Nach Auffassung des Verfassungsgerichtshofes verletzen die angegriffenen Entscheidungen die Grundrechte des Beschwerdeführers auf ein faires Verfahren und effektive Verteidigung. Es werde nicht bezweifelt, dass die Geschwindigkeitsmessung durch das Gerät TraffiStar S 350 ein standardisiertes Messverfahren darstelle. Die mit TraffiStar S 350 gewonnenen Messergebnisse könnten daher durchaus zur Grundlage einer Verurteilung gemacht werden. Wenn sich ein Betroffener jedoch – wie vorliegend – gegen das Messergebnis wende, müsse er die Möglichkeit haben, die Validität der standardisierten Messung zu überprüfen. Das sei auch dann der Fall, wenn er zunächst keinen auf der Hand liegenden Einwand – etwa sich aus dem Lichtbild offenkundig ergebende Unklarheiten – vortragen könne. Denn zu einer wirksamen Verteidigung gehöre auch, nachforschen zu können, ob es bislang nicht bekannte Zweifel an der Tragfähigkeit des Vorwurfes gebe. Dies sei dem Beschwerdeführer aber mangels Speicherung der Rohmessdaten verwehrt.
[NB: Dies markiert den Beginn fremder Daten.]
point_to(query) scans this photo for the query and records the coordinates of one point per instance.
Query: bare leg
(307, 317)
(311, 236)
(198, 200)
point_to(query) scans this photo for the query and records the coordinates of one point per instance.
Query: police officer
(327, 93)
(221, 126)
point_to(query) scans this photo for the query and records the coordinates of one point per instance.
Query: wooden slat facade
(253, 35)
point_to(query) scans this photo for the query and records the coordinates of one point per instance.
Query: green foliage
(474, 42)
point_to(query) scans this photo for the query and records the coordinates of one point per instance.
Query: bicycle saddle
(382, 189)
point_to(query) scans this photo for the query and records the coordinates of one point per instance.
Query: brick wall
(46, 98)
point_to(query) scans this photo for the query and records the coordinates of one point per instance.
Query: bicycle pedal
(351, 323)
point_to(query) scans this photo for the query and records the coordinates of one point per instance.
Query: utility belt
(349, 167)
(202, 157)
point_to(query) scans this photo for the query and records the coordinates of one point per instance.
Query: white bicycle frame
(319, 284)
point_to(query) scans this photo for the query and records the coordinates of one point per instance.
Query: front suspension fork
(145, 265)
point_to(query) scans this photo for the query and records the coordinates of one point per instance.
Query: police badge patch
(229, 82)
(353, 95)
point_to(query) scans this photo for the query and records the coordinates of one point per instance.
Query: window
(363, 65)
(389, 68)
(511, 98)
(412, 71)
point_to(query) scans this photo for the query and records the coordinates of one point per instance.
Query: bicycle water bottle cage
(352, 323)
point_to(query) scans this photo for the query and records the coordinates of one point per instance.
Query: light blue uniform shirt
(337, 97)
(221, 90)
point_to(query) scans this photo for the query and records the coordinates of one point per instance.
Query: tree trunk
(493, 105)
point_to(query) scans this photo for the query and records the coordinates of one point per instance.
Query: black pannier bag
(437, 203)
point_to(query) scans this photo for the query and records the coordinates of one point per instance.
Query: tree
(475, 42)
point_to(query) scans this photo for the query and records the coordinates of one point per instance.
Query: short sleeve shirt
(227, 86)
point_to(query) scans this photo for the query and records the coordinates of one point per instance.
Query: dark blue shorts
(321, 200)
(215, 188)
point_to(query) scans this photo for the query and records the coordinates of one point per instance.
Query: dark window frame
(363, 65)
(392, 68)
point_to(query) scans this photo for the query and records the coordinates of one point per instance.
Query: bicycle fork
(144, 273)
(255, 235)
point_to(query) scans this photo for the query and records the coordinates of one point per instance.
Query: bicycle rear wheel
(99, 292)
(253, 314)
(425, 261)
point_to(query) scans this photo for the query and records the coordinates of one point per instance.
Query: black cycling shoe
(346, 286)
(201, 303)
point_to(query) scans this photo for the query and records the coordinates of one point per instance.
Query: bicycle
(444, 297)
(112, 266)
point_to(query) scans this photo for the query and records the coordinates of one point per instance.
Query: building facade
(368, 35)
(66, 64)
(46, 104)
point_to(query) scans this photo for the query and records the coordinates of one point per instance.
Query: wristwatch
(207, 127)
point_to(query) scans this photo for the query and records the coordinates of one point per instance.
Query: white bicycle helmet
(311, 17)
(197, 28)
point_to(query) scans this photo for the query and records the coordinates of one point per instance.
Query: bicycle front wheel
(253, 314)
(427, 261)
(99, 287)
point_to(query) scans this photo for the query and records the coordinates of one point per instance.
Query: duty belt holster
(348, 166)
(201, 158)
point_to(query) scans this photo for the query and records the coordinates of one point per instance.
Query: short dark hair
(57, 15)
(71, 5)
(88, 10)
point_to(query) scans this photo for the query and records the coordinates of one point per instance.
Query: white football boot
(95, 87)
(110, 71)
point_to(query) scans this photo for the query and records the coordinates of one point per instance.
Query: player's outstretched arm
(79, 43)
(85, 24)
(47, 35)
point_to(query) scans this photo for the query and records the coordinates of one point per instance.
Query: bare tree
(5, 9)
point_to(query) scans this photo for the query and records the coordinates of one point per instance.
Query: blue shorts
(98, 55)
Da die Ergebnisse des Messverfahrens mit dem Gerät TraffiStar S 350 wegen der verfassungswidrigen Beschränkung des Rechts auf wirksame Verteidigung unverwertbar sind, hat der Verfassungsgerichtshof die angegriffenen Entscheidungen aufgehoben.

Der VerfGH Saarbrücken hat darauf hingewiesen, dass die Entscheidung nur die saarländischen Gerichte im konkreten Fall bindet, er aber in gleich gelagerten Fällen abweichende Entscheidungen saarländischer Gerichte korrigieren wird.